Well put, thank you. I always liked Mattson sensei's 'eight form' which instills the very basics of moving off line and also when to 'twelve o'clock high' nail an attack by pre-emption.
I like your 'body management' expression as it clarifies the concepts we are all trying to grasp.
Also well put your description of intent as expressed in hojundo and kata bunkai.
You may post any of this anywhere Richard. Always stimulating a good discussion.
Kata bunkai is good but can create illusions of being safe.
A good example of it is what you wrote about your street encounter and finding yourself in between two opponents [being flanked] instead of rotating to the outside and 'stacking' them.
And the reason why I don't teach the Kanchiwa bunkai the 'standard' way of tenshin in the first three opening moves.
I am fond of teaching the tenshin, say against the first 'punch defense' of the bunkai …by 'intercept/strike/ rotate' behind the opponent, to use him as a shield while ramming him into the next attacker…and to continue the 'spin off' concept.
I think that here, we can all learn from your approach to this getting off line…moving off the X…
a concept as refereed to by lethal force instructors in tactical firearms training that I went through with Mas Ayoob and John Farnam.

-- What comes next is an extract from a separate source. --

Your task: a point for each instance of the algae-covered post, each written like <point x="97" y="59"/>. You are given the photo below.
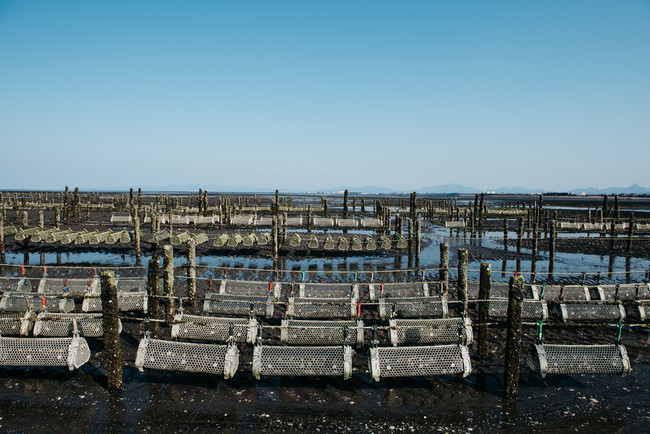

\In the tactical world we call this “Getting off the X” The “X” is the area where you
are currently standing, sitting, walking, or working. The thought process is that
the bad guy is focused in on you and begins the attack (or action) he is in his
own OODA loop and is fixated on you with blinding tunnel vision and adrenaline.
I keep bringing up the references to the effects of adrenaline dumps is because it has been shown to be a deciding factor in both an attacker and a victim of attack.
Once your OODA loop begins (or reaction) you Observe the threat, you Orient to
the threat, you make a Decision and then Act.
You have moved of the X and out of the blinding tunnel vision and
adrenaline of the bad guy, this causes your attacker to have to readjust to you and
the thought process is now you have gotten inside of the bad guys OODA loop.